Alex se lo está tomando como  un juego me mira y sonríe, no dice nada. Yo le digo que tiene que ver el rol sexual para educar a un hijo. No creo que ninguno de los papás o de las mamás quieran tener relaciones con su hijo, y si eso pasa no es muy normal también. Me dice de nuevo que “no es lo que Dios ha mandado”. Le pregunto si entonces está bien para el que los homosexuales sin más no seamos cristianos. Me dice que entonces, imaginate “Homosexual y pagano, menudo personaje”. Y bonita descripción de mi misma 🙂

-Pero muchacha, estos no se quieren ni nada, solo es por vicio- me dice mientras dejamos pasar a una familia de dos chicas con tres hijos. Uno de ellos va en carro y los otros dos de la mano de la segunda mamá.

Le digo “ey mira, eso es una familia, no creo que estén juntas solo por sexo, se ven muy coordinadas como si llevaran muchos años juntas” Son dos chicas preciosas de pelo largo y femeninas. Creo que le explota una neurona o algo porque se queda en silencio y sin argumentos y coge disimuladamente una estampita de un santo que lleva donde el espejo…

Llegamos al destino y le pago alegremente la carrera deseándole un buen fin de semana. Llamo a Galena, necesito oír su voz, me siento una cobarde por no haberle puesto los puntos sobre las íes a ese señor que está en un servicio público y se permite ser un homófobo abiertamente. Se que ha sido por seguridad y que arriesgarse a tener un problema por simplemente ver la cara del hombre habría sido un poco inútil pero aún asi, la sensación se repite. Es la misma sensación que sucede cada vez que salimos y nos damos la mano. Caminamos juntas, quizás hemos tenido suerte y alguien está en casa cuidando de Alex, así que nos vamos al centro, que es sitio seguro y al menos podemos ser un poco más visibles. Y hay un grupo de hombres, bebiendo vino y haciendo el burro. O un grupo de adolescentes. O un grupo de marujas, que más da… conforme te vas acercando viene el eterno dilema ¿La suelto? ¿La agarro más fuerte? Si no la suelto, entonces puedes ver como las cabezas del grupo van a girar en torno a tus pasos. Si la suelto, si prefiero ponerme la etiqueta de “aceptada” me sentiré perdiendo una vez más, porque cada vez que agarro su mano más fuerte, haciendo caso omiso a los comentarios, a las cabezas torcidas, a las mujeres presignándose, ganamos. Es una victoria. Quizás una pequeña entre tanta intolerancia, pero victoria al fin y al cabo.

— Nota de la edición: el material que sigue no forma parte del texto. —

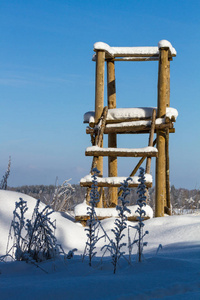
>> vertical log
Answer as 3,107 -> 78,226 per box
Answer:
155,48 -> 169,217
146,109 -> 156,174
95,50 -> 105,207
166,59 -> 170,107
165,59 -> 172,215
107,61 -> 118,207
165,128 -> 172,215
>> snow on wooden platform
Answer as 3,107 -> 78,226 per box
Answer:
80,174 -> 153,187
84,107 -> 178,123
74,200 -> 153,218
85,146 -> 158,157
94,40 -> 176,57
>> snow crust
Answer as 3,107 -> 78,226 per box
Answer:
74,200 -> 153,218
80,174 -> 153,185
94,40 -> 176,57
84,107 -> 178,123
158,40 -> 177,55
0,191 -> 200,300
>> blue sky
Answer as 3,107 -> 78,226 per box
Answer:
0,0 -> 200,189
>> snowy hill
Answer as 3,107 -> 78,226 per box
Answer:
0,191 -> 200,300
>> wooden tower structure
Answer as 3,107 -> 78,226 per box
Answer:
80,40 -> 178,217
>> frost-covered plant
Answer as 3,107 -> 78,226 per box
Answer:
85,168 -> 101,266
0,157 -> 11,190
7,198 -> 70,262
102,177 -> 131,273
6,198 -> 28,260
26,200 -> 59,262
50,179 -> 75,211
129,167 -> 149,262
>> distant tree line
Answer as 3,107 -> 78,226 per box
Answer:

Tenemos muchos amigos aquí que nos quieren mucho. Nunca hemos sufrido ningún mal comentario en la comunidad helénica en la que estamos, nunca nada extraño en nuestro círculo. Pero cada día es una lucha constante, por hacerte ver, por estar segura, por tener los mismos derechos que el resto. Como le dije a ese taxista…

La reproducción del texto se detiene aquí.